We were both a bit tired as we were in a smaller room this time and the phantom snorer, the nocturnal nose-blower and the five minute tosser and turner had chosen to join us, combining with a set of creaky bunks to keep even the hearing-impaired such as myself awake (NB a set of ear plugs should be added to camping gear in Great Walk huts!). It was a pity that the sandflies did not feel as tired, but, after a day of missed opportunities for them due to the wind, they were ready and waiting to attack anyone who ventured out of the hut in the early morning stillness to put on boots or whatever.

Beneath the cloud

We left hastily and once on the move, they left us alone. The track took us straight back into the beech forest on the flattish lake shore, where we had the first of several close encounters with robins; these bold little birds wait for trampers to stir up the path and then hop around your feet collecting the tasty invertebrates that were exposed. We wondered whether they could be trained to sit on your shoulder and pick off the sandflies.
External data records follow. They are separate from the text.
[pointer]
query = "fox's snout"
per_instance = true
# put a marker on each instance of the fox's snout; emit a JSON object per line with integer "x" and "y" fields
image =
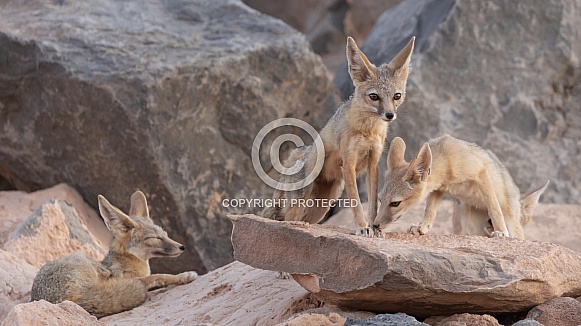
{"x": 389, "y": 116}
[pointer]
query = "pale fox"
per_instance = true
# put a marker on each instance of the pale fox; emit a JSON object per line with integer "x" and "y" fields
{"x": 120, "y": 282}
{"x": 353, "y": 138}
{"x": 463, "y": 170}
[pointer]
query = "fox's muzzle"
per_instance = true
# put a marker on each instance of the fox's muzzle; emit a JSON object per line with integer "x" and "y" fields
{"x": 388, "y": 116}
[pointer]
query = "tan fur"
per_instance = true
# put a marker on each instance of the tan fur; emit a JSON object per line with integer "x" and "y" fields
{"x": 354, "y": 140}
{"x": 121, "y": 281}
{"x": 464, "y": 170}
{"x": 469, "y": 220}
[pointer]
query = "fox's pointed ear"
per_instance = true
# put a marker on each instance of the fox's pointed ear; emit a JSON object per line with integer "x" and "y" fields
{"x": 401, "y": 63}
{"x": 529, "y": 201}
{"x": 421, "y": 165}
{"x": 395, "y": 156}
{"x": 138, "y": 205}
{"x": 360, "y": 68}
{"x": 117, "y": 221}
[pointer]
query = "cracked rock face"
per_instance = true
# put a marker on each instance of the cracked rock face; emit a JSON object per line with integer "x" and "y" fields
{"x": 164, "y": 97}
{"x": 504, "y": 75}
{"x": 419, "y": 275}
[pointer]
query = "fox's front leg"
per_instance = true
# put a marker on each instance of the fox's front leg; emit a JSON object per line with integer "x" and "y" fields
{"x": 350, "y": 177}
{"x": 434, "y": 200}
{"x": 493, "y": 206}
{"x": 372, "y": 181}
{"x": 162, "y": 280}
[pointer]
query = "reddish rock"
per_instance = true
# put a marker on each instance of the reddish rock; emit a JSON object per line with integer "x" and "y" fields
{"x": 562, "y": 311}
{"x": 43, "y": 312}
{"x": 468, "y": 319}
{"x": 419, "y": 275}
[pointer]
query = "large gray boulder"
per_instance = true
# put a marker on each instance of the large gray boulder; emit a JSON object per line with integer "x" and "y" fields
{"x": 505, "y": 75}
{"x": 161, "y": 96}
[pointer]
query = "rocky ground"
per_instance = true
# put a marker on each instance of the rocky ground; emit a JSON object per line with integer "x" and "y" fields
{"x": 167, "y": 97}
{"x": 345, "y": 280}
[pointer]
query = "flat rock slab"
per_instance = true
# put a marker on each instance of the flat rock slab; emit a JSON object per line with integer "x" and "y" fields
{"x": 421, "y": 276}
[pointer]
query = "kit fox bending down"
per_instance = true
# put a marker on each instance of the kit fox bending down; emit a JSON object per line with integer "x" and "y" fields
{"x": 463, "y": 170}
{"x": 120, "y": 282}
{"x": 354, "y": 139}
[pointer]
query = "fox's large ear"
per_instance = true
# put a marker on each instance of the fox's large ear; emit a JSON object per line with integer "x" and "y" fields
{"x": 395, "y": 156}
{"x": 360, "y": 68}
{"x": 138, "y": 205}
{"x": 401, "y": 63}
{"x": 529, "y": 201}
{"x": 420, "y": 167}
{"x": 116, "y": 221}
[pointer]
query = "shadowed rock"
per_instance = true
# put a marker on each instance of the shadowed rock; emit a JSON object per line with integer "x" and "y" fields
{"x": 504, "y": 76}
{"x": 164, "y": 96}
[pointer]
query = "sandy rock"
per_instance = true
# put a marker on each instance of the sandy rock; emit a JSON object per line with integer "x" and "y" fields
{"x": 16, "y": 277}
{"x": 517, "y": 94}
{"x": 327, "y": 23}
{"x": 235, "y": 294}
{"x": 362, "y": 15}
{"x": 164, "y": 97}
{"x": 421, "y": 276}
{"x": 16, "y": 206}
{"x": 562, "y": 311}
{"x": 42, "y": 312}
{"x": 548, "y": 223}
{"x": 399, "y": 319}
{"x": 332, "y": 319}
{"x": 52, "y": 231}
{"x": 468, "y": 319}
{"x": 344, "y": 219}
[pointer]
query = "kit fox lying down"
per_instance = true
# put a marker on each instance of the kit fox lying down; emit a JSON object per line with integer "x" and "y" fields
{"x": 120, "y": 282}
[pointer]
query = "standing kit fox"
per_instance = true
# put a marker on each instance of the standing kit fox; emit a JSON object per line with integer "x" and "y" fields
{"x": 353, "y": 139}
{"x": 447, "y": 165}
{"x": 121, "y": 281}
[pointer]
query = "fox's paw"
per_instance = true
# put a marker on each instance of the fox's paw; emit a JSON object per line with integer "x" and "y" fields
{"x": 498, "y": 234}
{"x": 369, "y": 232}
{"x": 419, "y": 229}
{"x": 187, "y": 277}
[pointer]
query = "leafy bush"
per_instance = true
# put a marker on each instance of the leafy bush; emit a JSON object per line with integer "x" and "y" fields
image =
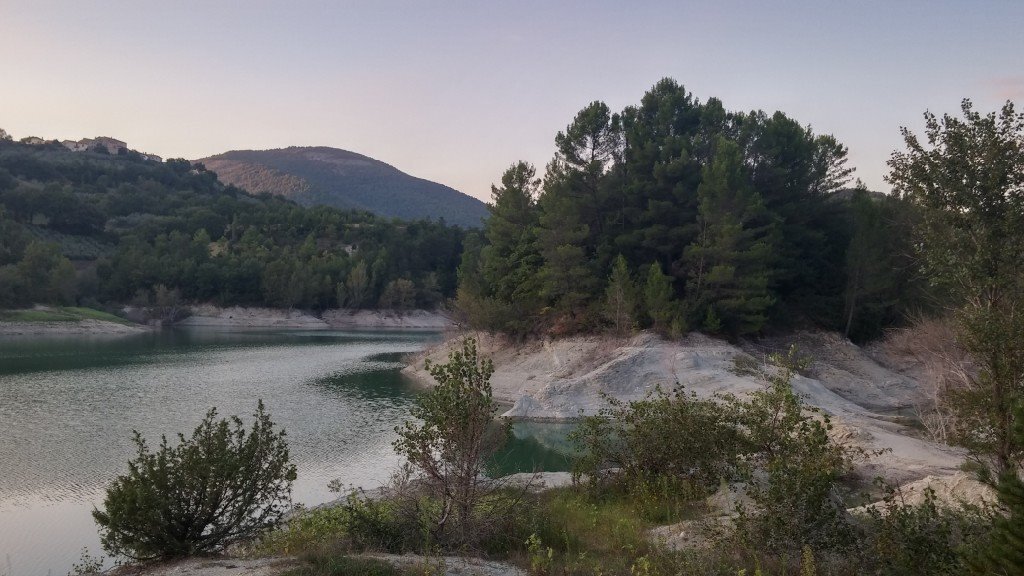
{"x": 222, "y": 485}
{"x": 448, "y": 442}
{"x": 793, "y": 471}
{"x": 662, "y": 437}
{"x": 925, "y": 538}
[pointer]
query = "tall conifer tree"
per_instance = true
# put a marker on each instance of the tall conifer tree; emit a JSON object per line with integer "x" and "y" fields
{"x": 730, "y": 261}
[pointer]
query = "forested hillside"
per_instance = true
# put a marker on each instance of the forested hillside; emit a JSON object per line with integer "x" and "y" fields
{"x": 321, "y": 175}
{"x": 92, "y": 228}
{"x": 680, "y": 215}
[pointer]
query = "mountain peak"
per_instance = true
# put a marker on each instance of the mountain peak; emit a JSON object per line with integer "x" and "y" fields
{"x": 345, "y": 179}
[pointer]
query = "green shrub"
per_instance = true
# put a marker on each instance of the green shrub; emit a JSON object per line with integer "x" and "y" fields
{"x": 925, "y": 538}
{"x": 448, "y": 442}
{"x": 793, "y": 469}
{"x": 222, "y": 485}
{"x": 664, "y": 438}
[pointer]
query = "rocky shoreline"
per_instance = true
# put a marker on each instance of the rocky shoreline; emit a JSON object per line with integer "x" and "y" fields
{"x": 79, "y": 328}
{"x": 237, "y": 317}
{"x": 209, "y": 316}
{"x": 562, "y": 379}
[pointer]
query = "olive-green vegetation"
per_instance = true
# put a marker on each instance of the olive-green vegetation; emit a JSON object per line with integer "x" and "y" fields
{"x": 58, "y": 314}
{"x": 448, "y": 442}
{"x": 222, "y": 485}
{"x": 91, "y": 228}
{"x": 768, "y": 446}
{"x": 729, "y": 222}
{"x": 968, "y": 178}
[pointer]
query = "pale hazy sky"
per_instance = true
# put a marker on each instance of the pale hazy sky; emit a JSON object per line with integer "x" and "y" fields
{"x": 456, "y": 91}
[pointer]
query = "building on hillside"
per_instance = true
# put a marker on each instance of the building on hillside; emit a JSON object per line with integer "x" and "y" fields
{"x": 113, "y": 146}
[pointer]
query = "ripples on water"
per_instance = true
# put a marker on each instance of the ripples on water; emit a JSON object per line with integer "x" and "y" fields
{"x": 68, "y": 408}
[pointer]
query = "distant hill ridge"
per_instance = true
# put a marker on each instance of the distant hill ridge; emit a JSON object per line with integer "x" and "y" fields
{"x": 344, "y": 179}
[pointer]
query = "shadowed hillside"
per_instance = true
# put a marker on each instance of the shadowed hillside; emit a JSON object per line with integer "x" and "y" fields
{"x": 344, "y": 179}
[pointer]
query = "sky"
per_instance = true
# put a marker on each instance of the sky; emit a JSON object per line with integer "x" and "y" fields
{"x": 457, "y": 91}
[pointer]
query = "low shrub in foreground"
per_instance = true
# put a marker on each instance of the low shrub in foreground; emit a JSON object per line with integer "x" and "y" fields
{"x": 221, "y": 486}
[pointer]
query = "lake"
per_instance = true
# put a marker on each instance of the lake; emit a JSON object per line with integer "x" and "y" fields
{"x": 68, "y": 408}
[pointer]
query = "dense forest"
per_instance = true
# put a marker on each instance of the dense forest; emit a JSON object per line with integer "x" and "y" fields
{"x": 92, "y": 228}
{"x": 681, "y": 215}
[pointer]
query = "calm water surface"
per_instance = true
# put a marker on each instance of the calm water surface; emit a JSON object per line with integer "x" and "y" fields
{"x": 68, "y": 408}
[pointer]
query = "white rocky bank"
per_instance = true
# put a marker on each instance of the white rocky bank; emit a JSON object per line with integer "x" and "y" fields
{"x": 565, "y": 378}
{"x": 209, "y": 316}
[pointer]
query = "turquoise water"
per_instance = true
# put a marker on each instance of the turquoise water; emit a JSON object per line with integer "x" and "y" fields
{"x": 68, "y": 408}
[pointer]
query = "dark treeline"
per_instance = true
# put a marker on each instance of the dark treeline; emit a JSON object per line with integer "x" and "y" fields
{"x": 680, "y": 215}
{"x": 93, "y": 228}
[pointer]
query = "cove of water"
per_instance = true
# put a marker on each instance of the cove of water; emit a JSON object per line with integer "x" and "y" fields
{"x": 68, "y": 408}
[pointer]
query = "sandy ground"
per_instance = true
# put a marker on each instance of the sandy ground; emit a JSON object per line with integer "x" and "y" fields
{"x": 565, "y": 378}
{"x": 83, "y": 327}
{"x": 440, "y": 566}
{"x": 237, "y": 317}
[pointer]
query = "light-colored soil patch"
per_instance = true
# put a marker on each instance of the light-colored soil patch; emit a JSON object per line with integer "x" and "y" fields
{"x": 417, "y": 319}
{"x": 238, "y": 317}
{"x": 213, "y": 567}
{"x": 451, "y": 566}
{"x": 82, "y": 327}
{"x": 565, "y": 378}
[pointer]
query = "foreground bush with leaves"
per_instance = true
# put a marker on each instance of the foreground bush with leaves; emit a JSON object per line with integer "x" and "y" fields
{"x": 223, "y": 485}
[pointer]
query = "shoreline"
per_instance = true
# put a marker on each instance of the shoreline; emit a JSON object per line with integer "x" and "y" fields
{"x": 86, "y": 327}
{"x": 208, "y": 316}
{"x": 559, "y": 380}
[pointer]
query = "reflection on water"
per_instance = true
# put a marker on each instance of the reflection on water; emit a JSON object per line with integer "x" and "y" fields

Amoeboid Mire (glacial depression)
Soon, we emerged at a wetland clearing where a short boardwalked side trip took us to a viewpoint over aptly named Amoeboid Mire, a swampy depression created by the melting of a large block of remnant glacial ice. Leaving the swamp to enter beech forest once again, we wound our way through an undulating moss-covered rocky, pot-holed landscape, as the track cut through areas of old glacial morain before crossing a swingbridge over Forest Burn.

Soon we reached the steep high bank of the Wairau River which flows from Lake Te Anau to Lake Manapouri and beyond. The track followed this bank, with glimpses out through the forest silhouette of the wide, fast flowing river, until it eventually descended to a long wooden suspension bridge at Rainbow Reach. Those who had decided on an early finish to their tramp were able to cross the bridge and pick up a shuttle back to Te Anau. We who intended to do the whole circuit pushed on. The cloud had now dispersed and the cicadas had resumed their happy song.

One last rest-stop in the forest

The broad channels of the Wairau

Jetboat on the Wairau

Deep quiet reach of the Wairau

The track led us through beautiful sun-dappled beech and kamahi forest and the occasional grassy or manuka scrub clearing beside the mighty Wairau. At times we were high above the river, at times right next to it; the soft roar of rapids alternating with the silence of long deep stretches of the river. How quickly and quietly runs the the powerful Wairau through these deep green reaches.

Grassy clearing on the banks of the Wairau

Wairau riverscape

Nearing the end of the track
Finally, the sight of the Lake Te Anau control gates told us that our 60 km tramp would soon be over. The early afternoon sun was warming up and our thoughts began to turn to a nice cold beer when a miracle occurred; an angel in a red bandanna appeared and offered us a cold Monteith's with lime and lemon! What better way to finish our long tramp (thanks Liz!!).

Nello, the angel and the beer

One last spot to admire the Wairau
As we lay in the shade and watched a flock of seagulls riding the thermals above the Wairau like a sprinkling of white confetti floating in the summer air, while waiting for a shuttle bus to take us back to the backpackers, we looked back on the great four days that we had spent in the Kepler Mountains with their magnificent lake, river and, above all, alpine scenery. Sandflies and nocturnal noises notwithstanding the Kepler Track is a great walk in every sense.